Tristan e Iseo
Tristan e Iseo A cambio de satisfacer el pago de una blanca esterlina el preboste accedió a su petición. Governal regresó a la nave satisfecho del resultado de su embajada. Entraron la nave en el puerto, la anclaron y cargaron las velas. Después dispusieron las mesas y cenaron alegremente. Bebieron, jugaron al ajedrez, a las tablas y a los dados y se divirtieron con toda la suerte de juegos que corresponden a caballeros.

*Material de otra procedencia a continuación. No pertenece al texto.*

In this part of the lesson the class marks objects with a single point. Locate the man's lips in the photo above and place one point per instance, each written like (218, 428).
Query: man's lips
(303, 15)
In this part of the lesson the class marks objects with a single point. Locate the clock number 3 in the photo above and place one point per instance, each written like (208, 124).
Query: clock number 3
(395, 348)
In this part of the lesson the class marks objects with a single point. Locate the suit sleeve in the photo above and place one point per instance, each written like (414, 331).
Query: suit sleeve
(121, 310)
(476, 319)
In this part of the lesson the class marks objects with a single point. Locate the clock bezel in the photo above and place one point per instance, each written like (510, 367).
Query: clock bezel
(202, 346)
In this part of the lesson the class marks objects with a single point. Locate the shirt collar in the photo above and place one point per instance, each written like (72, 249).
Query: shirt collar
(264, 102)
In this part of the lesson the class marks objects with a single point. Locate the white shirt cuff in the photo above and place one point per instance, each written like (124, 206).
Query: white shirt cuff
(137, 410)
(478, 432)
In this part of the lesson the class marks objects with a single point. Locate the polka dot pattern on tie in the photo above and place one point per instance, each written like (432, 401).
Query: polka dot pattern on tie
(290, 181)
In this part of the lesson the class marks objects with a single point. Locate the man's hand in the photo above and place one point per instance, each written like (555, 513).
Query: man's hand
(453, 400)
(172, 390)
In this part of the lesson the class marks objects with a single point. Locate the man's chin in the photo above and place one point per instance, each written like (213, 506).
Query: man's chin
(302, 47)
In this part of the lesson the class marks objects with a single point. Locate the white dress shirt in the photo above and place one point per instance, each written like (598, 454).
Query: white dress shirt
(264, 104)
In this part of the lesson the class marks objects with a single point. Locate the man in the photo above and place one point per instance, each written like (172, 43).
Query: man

A la mañana siguiente cada uno de ellos se atavió a guisa de mercader. Vistieron sayo de paño burdo, calzaron bastos brodequines y se echaron sobre los hombros un capote tazado. Bajaron a tierra con sacos y canastas, un bastón claveteado del brazo. Llevaban asnos cargados de calderos, cazos, sartenes, lebrillos, pucheros, cuchillos, navajas y todo tipo de utensilios domésticos; agujas, hilos, piezas de grueso camelote; tejidos de precio como el aceituní, la escarlata, el cendal; orfreses, hilos de oro, pasamanerías, pieles de vero y marta cibelina; especies como el anís, el clavo, la canela; piedras preciosas como carbunclos, berilos, esmeraldas y topacios; instrumentos diversos: flautas, jugas, chirimías; perros adiestrados para la caza, gavilanes de Noruega y halcones de Cerdeña. Tristán los acompañaba con una carga de jihuelas, cascabeles y capirotes de cuero.